Reparto: Sally Hawkins, Doug Jones, Octavia Spencer y Michael Shannon.
Sigue a Cromos en WhatsApp
Es hermosa. Solo por eso hay que verla. Tiene los colores del agua, no los que uno ve en la superficie sino esos que habitan en lo profundo, que oscilan entre la luz y la oscuridad y lo mantienen a uno en medio de un fluir hipnótico, pausado, sereno. Así avanza la historia –bella y poética– de un amor entre una princesa sin voz y un ser mitológico y salvaje que nadaba por los ríos de Suramérica cuando los cazaron y lo llevaron a Estados Unidos, a analizarlo, en nombre de la seguridad nacional, en plena Guerra Fría. Apenas vemos a esta especie extraña y diferente podemos sentirnos inquietos, curiosos, intimidados.
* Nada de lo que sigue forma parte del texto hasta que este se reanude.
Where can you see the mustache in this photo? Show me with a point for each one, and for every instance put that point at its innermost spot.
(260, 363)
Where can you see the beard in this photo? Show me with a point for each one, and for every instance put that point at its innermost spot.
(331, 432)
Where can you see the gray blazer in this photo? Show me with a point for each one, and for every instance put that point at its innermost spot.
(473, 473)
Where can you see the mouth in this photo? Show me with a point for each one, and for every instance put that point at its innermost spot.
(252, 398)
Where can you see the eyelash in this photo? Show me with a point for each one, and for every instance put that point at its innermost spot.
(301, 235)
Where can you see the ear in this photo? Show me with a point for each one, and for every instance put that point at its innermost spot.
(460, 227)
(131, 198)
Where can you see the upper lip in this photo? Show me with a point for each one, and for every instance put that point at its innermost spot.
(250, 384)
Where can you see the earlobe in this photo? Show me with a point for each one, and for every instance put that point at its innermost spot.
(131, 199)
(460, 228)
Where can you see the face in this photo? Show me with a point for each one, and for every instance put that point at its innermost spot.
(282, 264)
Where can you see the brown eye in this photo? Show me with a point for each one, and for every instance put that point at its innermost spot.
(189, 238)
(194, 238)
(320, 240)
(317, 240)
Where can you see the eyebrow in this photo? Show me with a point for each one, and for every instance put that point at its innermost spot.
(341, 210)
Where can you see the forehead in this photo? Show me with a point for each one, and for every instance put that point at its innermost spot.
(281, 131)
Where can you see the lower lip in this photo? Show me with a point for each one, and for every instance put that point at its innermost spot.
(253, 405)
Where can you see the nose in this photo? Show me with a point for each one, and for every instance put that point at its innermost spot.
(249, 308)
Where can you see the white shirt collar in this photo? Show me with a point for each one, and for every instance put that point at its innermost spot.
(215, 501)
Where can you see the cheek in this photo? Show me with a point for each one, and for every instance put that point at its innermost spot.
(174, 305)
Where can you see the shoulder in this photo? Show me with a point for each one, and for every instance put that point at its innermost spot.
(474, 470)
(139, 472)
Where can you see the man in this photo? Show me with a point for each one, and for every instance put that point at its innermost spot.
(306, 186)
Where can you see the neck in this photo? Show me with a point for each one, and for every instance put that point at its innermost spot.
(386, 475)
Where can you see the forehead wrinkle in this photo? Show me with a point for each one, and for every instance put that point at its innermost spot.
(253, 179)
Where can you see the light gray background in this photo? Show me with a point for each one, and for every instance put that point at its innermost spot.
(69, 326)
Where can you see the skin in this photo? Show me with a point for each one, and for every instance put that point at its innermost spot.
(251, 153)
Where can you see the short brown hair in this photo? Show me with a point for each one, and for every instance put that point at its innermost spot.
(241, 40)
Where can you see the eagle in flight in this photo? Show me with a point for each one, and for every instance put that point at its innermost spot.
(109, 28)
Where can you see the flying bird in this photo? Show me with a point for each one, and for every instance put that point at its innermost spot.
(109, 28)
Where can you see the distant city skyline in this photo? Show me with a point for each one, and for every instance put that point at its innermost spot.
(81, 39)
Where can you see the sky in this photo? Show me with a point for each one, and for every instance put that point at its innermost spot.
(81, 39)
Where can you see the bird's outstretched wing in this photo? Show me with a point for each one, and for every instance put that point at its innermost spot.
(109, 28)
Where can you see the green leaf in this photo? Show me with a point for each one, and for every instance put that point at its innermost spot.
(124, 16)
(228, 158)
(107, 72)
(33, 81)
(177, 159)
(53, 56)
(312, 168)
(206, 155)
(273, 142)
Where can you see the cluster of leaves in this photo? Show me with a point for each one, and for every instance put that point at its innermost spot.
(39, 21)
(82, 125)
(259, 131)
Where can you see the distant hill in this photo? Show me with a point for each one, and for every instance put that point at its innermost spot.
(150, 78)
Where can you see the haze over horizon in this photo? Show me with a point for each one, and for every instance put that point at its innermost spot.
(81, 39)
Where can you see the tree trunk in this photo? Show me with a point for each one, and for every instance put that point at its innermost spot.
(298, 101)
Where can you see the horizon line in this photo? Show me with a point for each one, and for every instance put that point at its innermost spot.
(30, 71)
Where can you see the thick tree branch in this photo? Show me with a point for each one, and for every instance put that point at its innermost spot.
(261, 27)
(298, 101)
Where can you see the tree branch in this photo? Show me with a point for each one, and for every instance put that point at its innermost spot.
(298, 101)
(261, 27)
Muy pronto, sin embargo, se convierte en un ser seductor, tan fuerte como delicado, tan elegante como amenazante, tan inofensivo como espléndido. Y, entonces, este amor entre especies deja de incomodar. Todo lo contrario, queremos ser ellos. La película abraza la figura del otro, del extraño. El que es de otra especie, de otro color, de otro género. Y lo hace frente a figuras monstruosas, depredadoras, intolerantes a las diferencia, machistas. Personajes que se parecen, y no por coincidencia, a ciertos líderes políticos que se niegan a ver el brillo que transita un poco más allá de las fronteras. Por eso, también, hay que verla.